He looked behind him, to the west. Two helicopters, so far off he couldn't tell whose they were. He thought of getting closer to the window, but changed his mind. He turned for the stairs and switched his radio on.
"Powell, where are you?"
"Right here, Joe."
"Not exactly.
I'm
right here."
"We can't go that way, Joe."
"What was wrong with the idea?"
"Put yourself in our position, Joe. We can't yield sworn responsibilities to you, no matter how good a job you've done for us so far. Joe, we want you to withdraw from the battle. You've had enough."
Leland was on the stairs, going down; he was thinking of something else. He pressed the "Talk" button. "Can I talk to Kathi Logan?"
Silence.
"Are you kidding me?" Leland. "I told you how bad the situation was! You wouldn't believe me! Your people are dead because you wouldn't listen to me! You guys are really beautiful — what are you trying to do by this, patch up your image?"
"Now, Joe..."
He was buried by another transmission, clear and booming. "From here it looks like they're really fucking you over, cowboy." It was Taco Bill. "They had it on television. We saw you throw a note down. Boy, you really are some kind of a mess. After all the work you did for them, they don't want to work with you? Well, they sure can kiss my ass. You want to talk to your girl? I'm looking at her right here on television, and I can patch you to her myself, if they have a CB."
"You think you can reach San Diego?" He knew the answer; he was out on the thirty-third floor, moving toward the office with the television set, keeping low.
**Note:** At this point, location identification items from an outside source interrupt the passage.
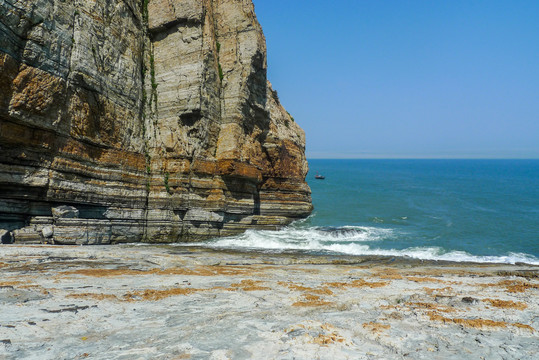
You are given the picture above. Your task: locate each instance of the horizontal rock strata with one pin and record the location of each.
(149, 120)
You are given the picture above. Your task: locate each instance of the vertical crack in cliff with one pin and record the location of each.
(210, 124)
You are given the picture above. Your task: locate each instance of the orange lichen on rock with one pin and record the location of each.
(431, 306)
(477, 323)
(503, 304)
(513, 286)
(249, 285)
(424, 279)
(444, 291)
(95, 296)
(376, 327)
(357, 283)
(311, 300)
(154, 295)
(105, 272)
(325, 340)
(320, 291)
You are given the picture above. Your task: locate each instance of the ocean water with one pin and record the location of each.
(455, 210)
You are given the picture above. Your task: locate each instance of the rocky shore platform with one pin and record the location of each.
(177, 302)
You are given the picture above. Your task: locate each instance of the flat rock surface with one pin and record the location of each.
(174, 302)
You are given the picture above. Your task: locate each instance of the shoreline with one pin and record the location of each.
(163, 302)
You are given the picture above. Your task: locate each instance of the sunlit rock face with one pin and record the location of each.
(148, 122)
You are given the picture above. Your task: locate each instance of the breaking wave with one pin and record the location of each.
(348, 240)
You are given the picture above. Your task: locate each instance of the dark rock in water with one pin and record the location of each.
(339, 231)
(5, 237)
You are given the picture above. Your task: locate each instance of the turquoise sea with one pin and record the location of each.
(456, 210)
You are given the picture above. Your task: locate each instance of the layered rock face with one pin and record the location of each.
(128, 120)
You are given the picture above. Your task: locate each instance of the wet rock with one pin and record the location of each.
(47, 232)
(5, 237)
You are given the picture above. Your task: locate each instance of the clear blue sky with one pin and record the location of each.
(373, 78)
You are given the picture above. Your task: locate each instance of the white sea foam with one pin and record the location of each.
(348, 240)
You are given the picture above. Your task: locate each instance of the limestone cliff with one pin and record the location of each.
(137, 120)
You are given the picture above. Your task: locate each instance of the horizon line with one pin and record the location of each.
(422, 158)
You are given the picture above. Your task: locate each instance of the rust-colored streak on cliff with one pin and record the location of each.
(125, 123)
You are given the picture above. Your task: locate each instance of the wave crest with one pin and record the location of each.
(348, 240)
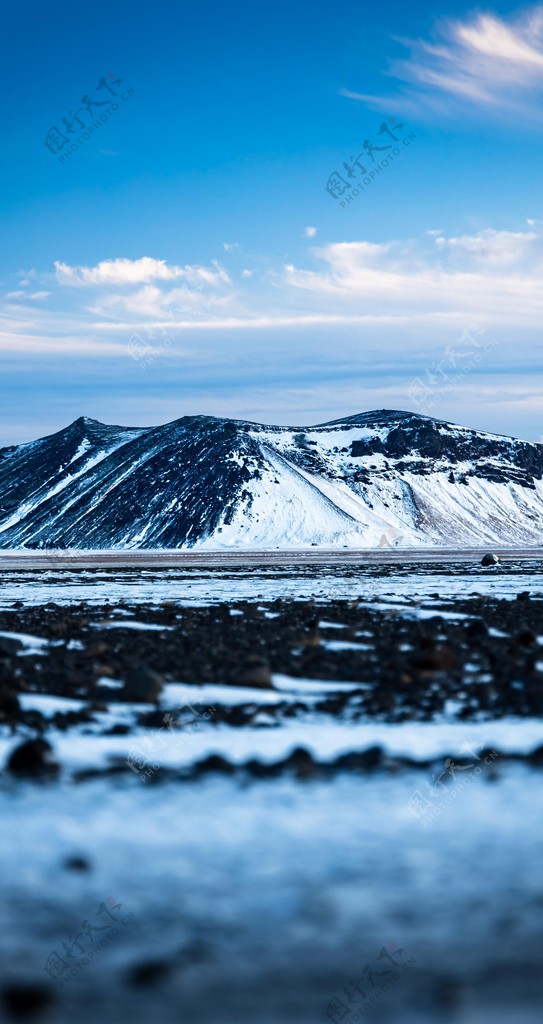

"Well, that's a kick in the head," said Taco Bill. "She's right here on this screen, and some slicker just handed her a portable CB. Can you hear me, honey? You talk into this microphone, and I'll pick it up off my TV and relay it to your friend."
"Thank you very much." It was Kathi, almost as if she were in the room with Taco Bill.
The whole floor was destroyed, but the television set was still playing, and there was Kathi. He boosted the volume, but not too much.
"Hi, Kathi,"
Here we go.
"Bill, boost me up if you can, she looks like she's having trouble hearing me." He was moving away from the set, toward the east side of the building. With all the glass gone, the winter sun flooded the floor with white light. "Can you hear me? You look great."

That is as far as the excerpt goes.